Unconfigured Ad

Collapse
X
 
  • Filter
  • Time
  • Show
Clear All
new posts
  • ClemBuntu
    Member
    • Dec 2014
    • 37

    Trying to remove nextera transposase sequence using cutadapt and fastqc

    Hello everybody,

    We just launched a nextseq500 run recently.
    I analyzed it with Fastqc and I obtained an error at the adapter content plot. It seems like the nextera transposase sequence is too high (see the files).

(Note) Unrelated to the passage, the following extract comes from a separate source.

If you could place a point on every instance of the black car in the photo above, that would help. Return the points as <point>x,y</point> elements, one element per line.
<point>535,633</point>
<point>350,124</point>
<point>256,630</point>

    So I've tried to trim my reads with cutadapt thus I used the following commands because I'm in paired-end :

    Python-2.7.9/python ~/cutadapt-1.7.1/bin/cutadapt -q 30 -b CTGTCTCTTATACACATCTGACGCTGCCGACGA --minimum-length 20 --overlap=5 -o tmpl1.1.fastq --paired-output tmpl1.2.fastq myRead_S1_L001_R1_001.fastq myRead_S1_L001_R2_001.fastq

    Python-2.7.9/python ~/cutadapt-1.7.1/bin/cutadapt -b CTGTCTCTTATACACATCTCCGAGCCCACGAGAC --minimum-length 20 -q 30 --overlap=5 -o myReads_S1_L001_R2_001.trimmed.fastq --paired-output myReads_S1_L001_R1_001.trimmed.fastq tmpl1.2.fastq tmpl1.1.fastq

    And then I checked my results like this :

    /FastQC/fastqc myReads_S1_L001_R1_001.trimmed.fastq -t 4 -o FASTQTRY/

    Finally I obtained the same plots ! For adapters plots and quality plots as well !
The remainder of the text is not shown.